Years ago, one security researcher found a flaw in the automated wireless machines used to feed cattle.  This research was revealed in a presentation at EC-Council’s “TakeDown Con”, in 2016 at the University of Connecticut.  Rather than using that flaw to create chaos, he programmed the feeders to stop in the middle of their feeding rounds and perform a choreographed “dance” in the barnyard.  While comical, when these systems become connected on a 5G infrastructure, the potential disruption becomes less amusing, as demonstrated by his next research discovery; he further found that he could also access the vaccination machinery of some cattle ranches.  In doing so, he could adjust the antibiotic dosage provided to the animals.  Not only is this is a major threat to the food supply chain, but it could be carried out at random, at speeds that would evade detection.

The supply chain of 5G is also threatened in the sourcing of the equipment that will comprise the entire infrastructure.  At a meeting of the U.S. Senate Committee on Science, Commerce, and Transportation, representatives from leading manufacturers stressed the need to properly source the equipment that will compose the 5G infrastructure.  A failure to do so could result in security weaknesses at the very core of the systems.

The increased attack surface of 5G could also threaten autonomous vehicle technology.  As was demonstrated with the intrusion into an automobile’s on-board computer system, a simple traffic jam on a major thoroughfare could result in life and death consequences.  The future of entire cities could rely heavily on this new technology, exponentially increasing the risks.

Artificial intelligence (AI) could also be impacted by 5G attacks.  If AI can be used as a diagnostic healthcare tool, a compromise of that system could mean the difference between effective, or fatal treatment.

Of course, it is easy to postulate all the gloom and doom scenarios with any new technology, and in the discipline of Risk Management, it is part of the job description. To keep it all in perspective, it is important to note that it is not as bleak as it may initially sound.

The benefits of this new technology outweigh the risks.  Reflecting on the vulnerable cattle devices, the researcher also found that the same flaw that allowed access to the cattle’s feeding and inoculation machines could also be used to patch the vulnerability.  He patched the systems to prevent damage by malicious individuals.  With 5G technology, a patch could be applied at scale, and in real-time.

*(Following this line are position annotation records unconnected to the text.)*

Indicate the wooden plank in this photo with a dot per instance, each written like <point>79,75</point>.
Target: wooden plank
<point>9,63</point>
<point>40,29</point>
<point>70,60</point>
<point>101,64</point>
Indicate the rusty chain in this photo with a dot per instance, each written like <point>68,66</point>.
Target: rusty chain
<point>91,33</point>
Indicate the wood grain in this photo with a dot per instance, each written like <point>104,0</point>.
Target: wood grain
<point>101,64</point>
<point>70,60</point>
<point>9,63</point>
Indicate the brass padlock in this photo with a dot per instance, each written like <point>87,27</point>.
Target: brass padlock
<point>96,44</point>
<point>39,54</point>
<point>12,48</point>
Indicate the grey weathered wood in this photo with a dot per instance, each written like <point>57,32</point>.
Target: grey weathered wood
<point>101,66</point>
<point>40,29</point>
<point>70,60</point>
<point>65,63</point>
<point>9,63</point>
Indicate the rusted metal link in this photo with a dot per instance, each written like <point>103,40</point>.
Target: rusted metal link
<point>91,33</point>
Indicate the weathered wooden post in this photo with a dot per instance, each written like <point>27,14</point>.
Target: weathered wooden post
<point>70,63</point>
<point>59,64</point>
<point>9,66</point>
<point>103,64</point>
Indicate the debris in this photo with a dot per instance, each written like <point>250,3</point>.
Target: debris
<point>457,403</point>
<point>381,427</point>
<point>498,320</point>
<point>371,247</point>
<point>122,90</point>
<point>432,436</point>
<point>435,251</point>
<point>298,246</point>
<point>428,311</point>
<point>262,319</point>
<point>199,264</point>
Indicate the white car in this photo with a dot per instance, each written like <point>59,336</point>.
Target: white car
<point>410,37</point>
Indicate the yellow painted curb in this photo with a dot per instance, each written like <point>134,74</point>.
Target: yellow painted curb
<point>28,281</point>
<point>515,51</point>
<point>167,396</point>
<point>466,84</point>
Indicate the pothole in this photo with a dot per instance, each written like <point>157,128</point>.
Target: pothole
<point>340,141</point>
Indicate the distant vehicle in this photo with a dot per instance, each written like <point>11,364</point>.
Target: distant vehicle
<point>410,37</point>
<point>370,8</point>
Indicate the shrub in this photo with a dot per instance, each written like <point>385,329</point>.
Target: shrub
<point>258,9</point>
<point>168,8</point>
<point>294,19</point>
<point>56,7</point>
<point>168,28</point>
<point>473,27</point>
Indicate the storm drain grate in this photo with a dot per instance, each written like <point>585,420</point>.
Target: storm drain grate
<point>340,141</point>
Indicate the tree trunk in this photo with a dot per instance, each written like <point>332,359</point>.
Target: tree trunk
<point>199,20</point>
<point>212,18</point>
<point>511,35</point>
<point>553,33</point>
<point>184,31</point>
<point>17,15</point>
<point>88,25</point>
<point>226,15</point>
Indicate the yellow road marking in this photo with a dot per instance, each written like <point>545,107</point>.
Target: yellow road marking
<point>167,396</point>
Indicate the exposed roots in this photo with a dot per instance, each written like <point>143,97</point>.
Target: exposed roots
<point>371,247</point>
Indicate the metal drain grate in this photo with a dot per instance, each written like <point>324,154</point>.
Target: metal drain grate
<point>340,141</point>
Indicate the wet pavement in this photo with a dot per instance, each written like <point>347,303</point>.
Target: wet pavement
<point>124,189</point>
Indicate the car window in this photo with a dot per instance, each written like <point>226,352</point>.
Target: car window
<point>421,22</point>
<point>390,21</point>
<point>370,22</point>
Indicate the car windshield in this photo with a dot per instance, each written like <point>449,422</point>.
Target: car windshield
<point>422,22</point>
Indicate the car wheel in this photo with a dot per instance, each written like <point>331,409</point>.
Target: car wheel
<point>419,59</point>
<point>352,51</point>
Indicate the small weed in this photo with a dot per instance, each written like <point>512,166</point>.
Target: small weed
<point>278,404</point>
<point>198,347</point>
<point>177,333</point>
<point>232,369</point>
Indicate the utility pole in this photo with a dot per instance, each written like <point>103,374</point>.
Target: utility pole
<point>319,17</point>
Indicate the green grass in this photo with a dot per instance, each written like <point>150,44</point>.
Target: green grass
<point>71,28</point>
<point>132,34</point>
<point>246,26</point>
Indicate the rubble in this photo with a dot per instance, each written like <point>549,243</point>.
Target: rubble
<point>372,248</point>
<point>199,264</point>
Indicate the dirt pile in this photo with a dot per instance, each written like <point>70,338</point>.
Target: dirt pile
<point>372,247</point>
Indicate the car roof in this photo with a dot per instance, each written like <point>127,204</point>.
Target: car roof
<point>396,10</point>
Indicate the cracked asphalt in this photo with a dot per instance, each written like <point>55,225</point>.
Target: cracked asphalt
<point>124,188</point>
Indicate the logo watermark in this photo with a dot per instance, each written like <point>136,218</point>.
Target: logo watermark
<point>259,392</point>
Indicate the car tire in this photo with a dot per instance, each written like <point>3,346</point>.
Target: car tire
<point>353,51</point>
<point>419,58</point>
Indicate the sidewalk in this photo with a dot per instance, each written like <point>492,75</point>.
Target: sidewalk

The coupling of 5G and Artificial Intelligence could serve as an automated inoculation system for many vulnerabilities.  Intrusion detection and prevention would be significantly improved.  As one philosopher pondered, what we need is a moral operating system.  A moral operating system, joined with a 5G and AI could change the entire security discipline.  Instead of the usual whack-a-mole style, reactive approach to security, new systems could use the agility of 5G not only in a predictive manner, but towards a self-healing posture.  This real-time resiliency could redefine the future of security.